In the recording, a man’s voice sounds as if he’s talking to someone named Kathy, whom many listeners interpreted to be Vice Principal Kathy Albert. She told police she never had the conversation in the clip.
The man’s voice in the recording says he has to “put up” with “ungrateful Black kids who can’t test their way out of a paper bag” and Black teachers who “should have never been hired.” The recording continues with the man saying he’s “sick of the inadequacies of these people” and if he “has to get one more complaint from one more Jew in this community, I’m going to join the other side.”
Three Pikesville High employees — Darien and two physical education teachers who police said were friends with him — received an email from an unfamiliar email address with the MP3 recording around 10 p.m. Jan. 16, about a half-hour before the clip went viral on social media, police wrote.
The recording named one of the PE teachers as someone who shouldn’t have been hired. When she received the email with the audio clip, she sent it to a student and emailed it to several media outlets, she told police. The student then “rapidly spread the message around various social media outlets and throughout the school,” police wrote.
The teacher told detectives she was having professional issues with Eiswert and was not renewing her contract to work at Pikesville High. Baltimore County’s school board last week received Darien’s and the two teachers’ resignations from Pikesville High.
In an interview with detectives, Darien denied involvement in the recording or its release. He said he was unfamiliar with the email that sent the recording to him. Over two months, detectives subpoenaed documents from Google, AT&T and T-Mobile that led to an internet provider address registered to Darien’s grandmother, police wrote in charging documents.
The recovery cellphone number associated with the Google account was registered to Darien, police wrote. The number has since been disabled. Detectives also consulted an FBI contractor and a forensic analyst, who said the recording “contained traces of AI-generated content with human editing after the fact,” such as background noise for realism.

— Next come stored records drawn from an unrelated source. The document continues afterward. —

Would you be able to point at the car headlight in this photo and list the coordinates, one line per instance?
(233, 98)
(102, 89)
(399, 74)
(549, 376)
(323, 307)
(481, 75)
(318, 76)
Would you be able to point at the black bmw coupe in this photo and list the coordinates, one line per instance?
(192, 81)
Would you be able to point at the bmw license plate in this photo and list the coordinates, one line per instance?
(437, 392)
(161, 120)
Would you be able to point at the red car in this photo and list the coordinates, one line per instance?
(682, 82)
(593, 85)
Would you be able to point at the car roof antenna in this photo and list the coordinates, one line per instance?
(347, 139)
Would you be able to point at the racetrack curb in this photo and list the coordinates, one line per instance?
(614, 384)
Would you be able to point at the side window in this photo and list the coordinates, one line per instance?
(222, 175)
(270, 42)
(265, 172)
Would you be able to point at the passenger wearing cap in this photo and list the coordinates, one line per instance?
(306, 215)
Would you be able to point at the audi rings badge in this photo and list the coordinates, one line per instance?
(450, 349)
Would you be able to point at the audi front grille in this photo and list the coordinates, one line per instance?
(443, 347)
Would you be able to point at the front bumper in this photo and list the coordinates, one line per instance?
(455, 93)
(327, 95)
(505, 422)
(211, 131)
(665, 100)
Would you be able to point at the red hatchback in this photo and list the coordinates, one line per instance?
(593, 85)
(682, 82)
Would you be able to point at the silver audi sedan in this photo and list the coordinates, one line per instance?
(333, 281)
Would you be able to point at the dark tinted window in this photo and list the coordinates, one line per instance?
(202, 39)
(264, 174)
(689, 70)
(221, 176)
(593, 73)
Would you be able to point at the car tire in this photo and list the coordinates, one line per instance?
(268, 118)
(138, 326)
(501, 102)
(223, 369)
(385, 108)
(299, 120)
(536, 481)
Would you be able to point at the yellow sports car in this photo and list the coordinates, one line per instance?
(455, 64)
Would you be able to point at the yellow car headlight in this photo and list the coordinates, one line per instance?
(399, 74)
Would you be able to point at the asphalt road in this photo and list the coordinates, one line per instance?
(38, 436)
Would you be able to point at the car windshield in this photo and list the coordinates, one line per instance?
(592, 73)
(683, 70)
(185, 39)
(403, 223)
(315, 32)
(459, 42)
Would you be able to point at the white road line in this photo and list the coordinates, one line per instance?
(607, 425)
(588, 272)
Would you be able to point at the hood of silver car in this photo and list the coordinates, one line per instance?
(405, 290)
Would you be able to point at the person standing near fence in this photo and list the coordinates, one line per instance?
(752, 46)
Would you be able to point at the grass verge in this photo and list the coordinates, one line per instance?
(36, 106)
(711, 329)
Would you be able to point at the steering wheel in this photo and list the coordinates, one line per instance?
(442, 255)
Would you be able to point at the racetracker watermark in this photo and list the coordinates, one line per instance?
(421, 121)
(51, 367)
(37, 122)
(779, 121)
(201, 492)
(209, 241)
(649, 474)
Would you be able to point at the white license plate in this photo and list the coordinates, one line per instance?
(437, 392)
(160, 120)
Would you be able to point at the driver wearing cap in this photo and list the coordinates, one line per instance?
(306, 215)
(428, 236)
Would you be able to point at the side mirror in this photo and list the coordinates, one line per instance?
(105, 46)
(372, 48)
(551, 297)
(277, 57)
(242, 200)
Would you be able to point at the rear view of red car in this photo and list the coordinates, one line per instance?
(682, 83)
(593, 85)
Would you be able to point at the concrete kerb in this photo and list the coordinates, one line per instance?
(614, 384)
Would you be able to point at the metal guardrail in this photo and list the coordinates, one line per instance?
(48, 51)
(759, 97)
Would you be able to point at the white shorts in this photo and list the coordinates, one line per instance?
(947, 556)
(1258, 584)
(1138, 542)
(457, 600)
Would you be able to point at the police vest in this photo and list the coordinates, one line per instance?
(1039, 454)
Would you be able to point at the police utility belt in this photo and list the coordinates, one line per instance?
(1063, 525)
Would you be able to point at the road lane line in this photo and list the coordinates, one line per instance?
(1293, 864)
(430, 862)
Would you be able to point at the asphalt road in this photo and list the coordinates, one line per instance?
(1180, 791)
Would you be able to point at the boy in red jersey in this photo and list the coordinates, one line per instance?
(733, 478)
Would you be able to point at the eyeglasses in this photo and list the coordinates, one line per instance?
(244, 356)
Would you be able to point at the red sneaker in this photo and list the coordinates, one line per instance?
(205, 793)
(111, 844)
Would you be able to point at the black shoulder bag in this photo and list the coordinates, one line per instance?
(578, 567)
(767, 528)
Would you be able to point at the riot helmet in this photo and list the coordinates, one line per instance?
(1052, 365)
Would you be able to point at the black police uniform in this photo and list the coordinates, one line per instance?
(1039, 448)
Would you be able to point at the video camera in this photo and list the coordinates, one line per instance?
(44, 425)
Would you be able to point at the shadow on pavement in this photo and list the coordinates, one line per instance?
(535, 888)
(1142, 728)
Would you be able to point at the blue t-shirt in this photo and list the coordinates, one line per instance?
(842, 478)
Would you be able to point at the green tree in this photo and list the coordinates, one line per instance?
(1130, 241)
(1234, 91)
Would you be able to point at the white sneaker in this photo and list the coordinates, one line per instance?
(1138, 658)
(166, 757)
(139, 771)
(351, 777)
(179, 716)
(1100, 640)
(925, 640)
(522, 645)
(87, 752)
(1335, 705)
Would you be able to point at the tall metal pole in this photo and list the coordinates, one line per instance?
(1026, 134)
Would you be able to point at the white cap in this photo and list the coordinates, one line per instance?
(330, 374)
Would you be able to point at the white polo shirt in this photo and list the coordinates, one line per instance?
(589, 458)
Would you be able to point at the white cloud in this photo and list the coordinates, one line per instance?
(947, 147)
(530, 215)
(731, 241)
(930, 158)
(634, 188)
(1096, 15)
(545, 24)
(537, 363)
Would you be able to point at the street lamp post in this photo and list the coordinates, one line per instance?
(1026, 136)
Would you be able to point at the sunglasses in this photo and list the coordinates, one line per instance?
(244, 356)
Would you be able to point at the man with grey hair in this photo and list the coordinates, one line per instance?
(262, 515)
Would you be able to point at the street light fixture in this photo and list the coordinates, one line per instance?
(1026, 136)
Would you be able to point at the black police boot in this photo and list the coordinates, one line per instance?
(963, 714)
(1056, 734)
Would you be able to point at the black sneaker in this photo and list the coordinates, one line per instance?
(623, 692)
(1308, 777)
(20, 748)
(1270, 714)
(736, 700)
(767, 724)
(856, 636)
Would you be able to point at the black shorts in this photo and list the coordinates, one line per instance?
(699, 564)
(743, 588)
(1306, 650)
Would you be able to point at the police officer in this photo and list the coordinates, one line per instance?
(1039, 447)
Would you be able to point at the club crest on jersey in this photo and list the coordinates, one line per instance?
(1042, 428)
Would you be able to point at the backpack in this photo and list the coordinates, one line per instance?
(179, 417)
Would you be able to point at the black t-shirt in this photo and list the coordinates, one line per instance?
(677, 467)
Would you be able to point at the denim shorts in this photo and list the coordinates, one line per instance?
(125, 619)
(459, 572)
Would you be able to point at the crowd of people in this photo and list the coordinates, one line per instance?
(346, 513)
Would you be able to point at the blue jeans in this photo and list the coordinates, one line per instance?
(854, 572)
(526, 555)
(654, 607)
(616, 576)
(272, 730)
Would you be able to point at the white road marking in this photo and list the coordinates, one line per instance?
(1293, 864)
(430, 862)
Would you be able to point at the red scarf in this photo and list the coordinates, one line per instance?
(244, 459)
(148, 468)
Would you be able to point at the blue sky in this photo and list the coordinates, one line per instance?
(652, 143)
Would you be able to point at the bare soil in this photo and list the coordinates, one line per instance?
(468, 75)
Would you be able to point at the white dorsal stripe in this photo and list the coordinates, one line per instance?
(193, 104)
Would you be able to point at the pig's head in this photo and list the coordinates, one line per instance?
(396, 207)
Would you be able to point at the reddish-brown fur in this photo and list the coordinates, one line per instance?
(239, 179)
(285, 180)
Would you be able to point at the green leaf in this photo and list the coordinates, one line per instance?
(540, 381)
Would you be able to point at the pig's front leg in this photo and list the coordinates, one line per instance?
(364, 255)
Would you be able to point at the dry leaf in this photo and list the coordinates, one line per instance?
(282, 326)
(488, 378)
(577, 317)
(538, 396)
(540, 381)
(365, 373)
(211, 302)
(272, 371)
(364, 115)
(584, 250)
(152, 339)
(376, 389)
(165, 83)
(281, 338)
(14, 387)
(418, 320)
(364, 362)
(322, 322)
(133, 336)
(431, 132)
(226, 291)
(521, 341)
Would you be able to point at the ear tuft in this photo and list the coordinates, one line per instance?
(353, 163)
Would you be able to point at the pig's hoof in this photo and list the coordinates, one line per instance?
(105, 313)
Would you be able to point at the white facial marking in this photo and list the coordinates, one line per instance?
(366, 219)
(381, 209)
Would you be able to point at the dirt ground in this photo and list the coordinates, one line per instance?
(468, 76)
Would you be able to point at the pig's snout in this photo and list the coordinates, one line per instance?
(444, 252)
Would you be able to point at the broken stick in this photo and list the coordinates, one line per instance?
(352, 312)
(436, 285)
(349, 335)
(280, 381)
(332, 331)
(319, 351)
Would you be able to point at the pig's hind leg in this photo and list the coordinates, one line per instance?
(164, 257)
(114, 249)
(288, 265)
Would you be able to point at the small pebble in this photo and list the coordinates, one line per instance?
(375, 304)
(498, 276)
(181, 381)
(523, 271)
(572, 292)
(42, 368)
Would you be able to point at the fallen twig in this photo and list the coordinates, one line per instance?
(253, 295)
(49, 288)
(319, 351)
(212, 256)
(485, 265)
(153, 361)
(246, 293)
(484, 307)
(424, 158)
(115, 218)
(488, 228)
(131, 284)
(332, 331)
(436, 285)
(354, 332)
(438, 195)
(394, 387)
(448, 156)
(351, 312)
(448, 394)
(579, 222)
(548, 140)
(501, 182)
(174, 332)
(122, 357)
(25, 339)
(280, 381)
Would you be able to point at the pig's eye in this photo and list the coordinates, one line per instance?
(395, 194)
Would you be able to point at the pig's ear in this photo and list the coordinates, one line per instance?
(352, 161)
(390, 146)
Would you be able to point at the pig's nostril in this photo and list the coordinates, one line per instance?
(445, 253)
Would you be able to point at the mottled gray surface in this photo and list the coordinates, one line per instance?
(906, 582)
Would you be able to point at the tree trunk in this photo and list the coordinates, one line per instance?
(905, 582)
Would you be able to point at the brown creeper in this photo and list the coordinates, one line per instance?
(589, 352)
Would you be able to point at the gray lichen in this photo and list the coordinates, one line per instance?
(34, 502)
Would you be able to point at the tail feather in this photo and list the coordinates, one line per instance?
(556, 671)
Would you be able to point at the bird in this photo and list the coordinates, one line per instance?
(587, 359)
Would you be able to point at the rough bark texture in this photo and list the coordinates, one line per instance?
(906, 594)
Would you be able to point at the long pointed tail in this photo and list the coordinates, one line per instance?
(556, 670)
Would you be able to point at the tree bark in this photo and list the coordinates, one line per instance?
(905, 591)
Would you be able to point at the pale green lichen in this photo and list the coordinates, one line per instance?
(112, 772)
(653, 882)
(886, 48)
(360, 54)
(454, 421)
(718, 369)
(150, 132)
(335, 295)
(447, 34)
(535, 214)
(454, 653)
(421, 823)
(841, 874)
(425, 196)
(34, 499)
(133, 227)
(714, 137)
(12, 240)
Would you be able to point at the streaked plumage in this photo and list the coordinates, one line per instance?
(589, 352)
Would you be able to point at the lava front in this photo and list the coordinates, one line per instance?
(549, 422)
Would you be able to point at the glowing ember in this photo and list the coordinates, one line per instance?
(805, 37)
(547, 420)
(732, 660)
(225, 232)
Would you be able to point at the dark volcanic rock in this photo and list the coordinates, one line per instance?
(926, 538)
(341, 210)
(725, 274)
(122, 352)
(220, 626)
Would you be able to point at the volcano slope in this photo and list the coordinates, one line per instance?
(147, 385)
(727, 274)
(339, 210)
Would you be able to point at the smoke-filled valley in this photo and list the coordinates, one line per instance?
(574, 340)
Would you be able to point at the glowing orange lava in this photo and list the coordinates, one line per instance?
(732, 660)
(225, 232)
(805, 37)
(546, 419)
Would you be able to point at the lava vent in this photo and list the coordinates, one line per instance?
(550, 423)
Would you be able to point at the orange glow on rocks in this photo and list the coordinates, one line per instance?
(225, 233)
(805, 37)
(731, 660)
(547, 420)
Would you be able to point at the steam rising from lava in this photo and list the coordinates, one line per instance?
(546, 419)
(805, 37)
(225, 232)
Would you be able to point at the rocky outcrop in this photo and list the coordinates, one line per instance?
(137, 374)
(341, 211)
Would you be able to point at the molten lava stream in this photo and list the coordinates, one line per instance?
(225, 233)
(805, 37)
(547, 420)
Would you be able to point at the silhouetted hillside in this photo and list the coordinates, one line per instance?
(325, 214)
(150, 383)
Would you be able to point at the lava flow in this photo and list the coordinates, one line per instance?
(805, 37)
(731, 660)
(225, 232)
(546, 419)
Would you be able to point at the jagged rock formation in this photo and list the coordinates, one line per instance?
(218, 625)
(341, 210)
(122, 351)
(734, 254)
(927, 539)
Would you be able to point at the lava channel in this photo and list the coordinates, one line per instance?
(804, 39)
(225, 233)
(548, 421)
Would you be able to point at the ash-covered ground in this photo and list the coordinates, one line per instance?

A BCPS information technology employee searched Darien’s access to the system’s network and found that he used language tools and accessed OpenAI tools and Microsoft Bing Chat services that are similar to OpenAI three times — Dec. 18, Dec. 19 and Jan. 15, the last being a day before the audio clip was released.
A second expert opinion from a forensic analyst said the recording was manipulated with multiple recordings placed together, police wrote.
Rogers said the school system filed a recommendation to terminate Darien. School officials are investigating the two PE teachers, who are on leave. McCullough said the criminal investigation is ongoing.
The theft accusation, which Rogers says is ongoing, entails Darien allegedly paying his roommate, a junior varsity coach, $1,910 to be an assistant coach with the girls soccer team, something the roommate didn’t do.
In the wake of the recording, teachers feared that recording devices were planted in the school, which created a rift in trust between teachers and administrators, according to police.
Cindy Sexton, president of the Teachers Association of Baltimore County, which represents athletic directors, said the union is waiting for the criminal investigation to unfold. TABCO and the National Education Association are troubled by AI being manipulated and used against educators, she said.
“As a society, we need to get in front of and get a handle on AI because of, unfortunately, situations like this are going to continue to happen,” Sexton said. “Our students are tech-savvy; lots of people are. It opens up a whole new world of concern for all of us. We all have our voices out there.”